ロボットと生物の融合

スカルキラー邪鬼王

漫画 全1巻(双葉社)石川賢 作

簡単解説
日本の理工学の権威、島本平八郎博士の研究所にて「S・O・C(セルフ・オーガナイズ・チップ)」が開発され、博士は産業スパイに狙われる。しかしその産業スパイは人間ではなかった。それと時を同じくして海底から「ムー帝国」が浮上し、日本を取り戻そうと攻撃を開始する。その尖兵を打ち破ったのは、島本博士がS・O・Cを用いて開発したグロテスクなロボットだった。


石川賢先生の作品の中で、「邪鬼王」という名前のついた作品は3つあるらしいのだが、先生によると「語呂が好きなだけで特に意味はない」ということである。この作品の「スカルキラー」というのも「編集者が勝手に付けただけ」の意味の無いものらしい。

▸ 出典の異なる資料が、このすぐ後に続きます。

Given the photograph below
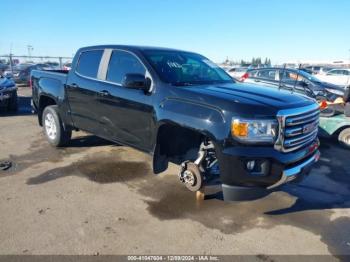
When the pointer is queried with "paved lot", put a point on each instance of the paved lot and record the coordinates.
(97, 197)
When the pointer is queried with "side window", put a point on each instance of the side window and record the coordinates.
(89, 62)
(122, 63)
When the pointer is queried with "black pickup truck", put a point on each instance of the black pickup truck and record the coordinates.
(180, 107)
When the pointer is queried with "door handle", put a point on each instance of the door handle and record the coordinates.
(104, 93)
(74, 86)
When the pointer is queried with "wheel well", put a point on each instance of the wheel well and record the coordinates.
(44, 102)
(175, 144)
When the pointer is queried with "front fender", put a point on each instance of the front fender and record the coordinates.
(203, 118)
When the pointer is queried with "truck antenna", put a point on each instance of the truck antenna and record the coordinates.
(296, 79)
(280, 82)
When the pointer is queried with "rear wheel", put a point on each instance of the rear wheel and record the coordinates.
(344, 138)
(53, 127)
(12, 103)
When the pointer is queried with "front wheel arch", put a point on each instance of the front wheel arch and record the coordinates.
(176, 144)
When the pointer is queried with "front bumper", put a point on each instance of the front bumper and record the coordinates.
(292, 173)
(279, 167)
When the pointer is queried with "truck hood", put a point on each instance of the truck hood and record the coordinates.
(246, 94)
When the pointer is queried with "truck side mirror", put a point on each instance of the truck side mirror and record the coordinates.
(136, 81)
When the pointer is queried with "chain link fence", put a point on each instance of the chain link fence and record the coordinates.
(8, 62)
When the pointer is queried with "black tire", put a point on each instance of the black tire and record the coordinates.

しかし、この作品自体は決して意味の無いものではない。この作品は、当初「少年キャプテン」が石川先生に「是非新作のゲッターロボを!!」ということでお願いした作品である。しかし、先生自身は「いまさらゲッターロボでもないだろう」という考えで、ダイナミックプロの方も「テレビアニメ化の話でもあれば…」と難色を示していたらしい。

しかし石川先生にはもう一度ロボット作品に真面目に取り組みたいとも考えており、そうして登場したのがこの「スカルキラー邪鬼王」である。この「邪鬼王」はこれまでのロボット作品のように、「博士」や「軍」といったものが作り上げるのではなく、自分自身で体を作り上げ、さまざまな物を取り込んで「増殖、吸収」そして「進化」をしていく。この「増殖、吸収」や「進化」というテーマは石川先生の作品に多く見られるもので、いわば先生の「ライフワーク」と言えるかも知れない。

さて、本題に入ろう。この「邪鬼王」ではロボット漫画では珍しく、主人公の日常生活がリアルに描かれている。「島本博士と奥さん」、「邪鬼王」を操る博士の息子「瞬」と妹「チィ子」、そして愛犬の「ジャッキ(邪鬼王)」という構成でホームドラマが繰り広げられる。そして邪鬼王の立場も、飼い主に忠実な「愛犬」という位置付けなのである。しかしそのキャラクターは石川ワールドの住人だけあってかなり濃い。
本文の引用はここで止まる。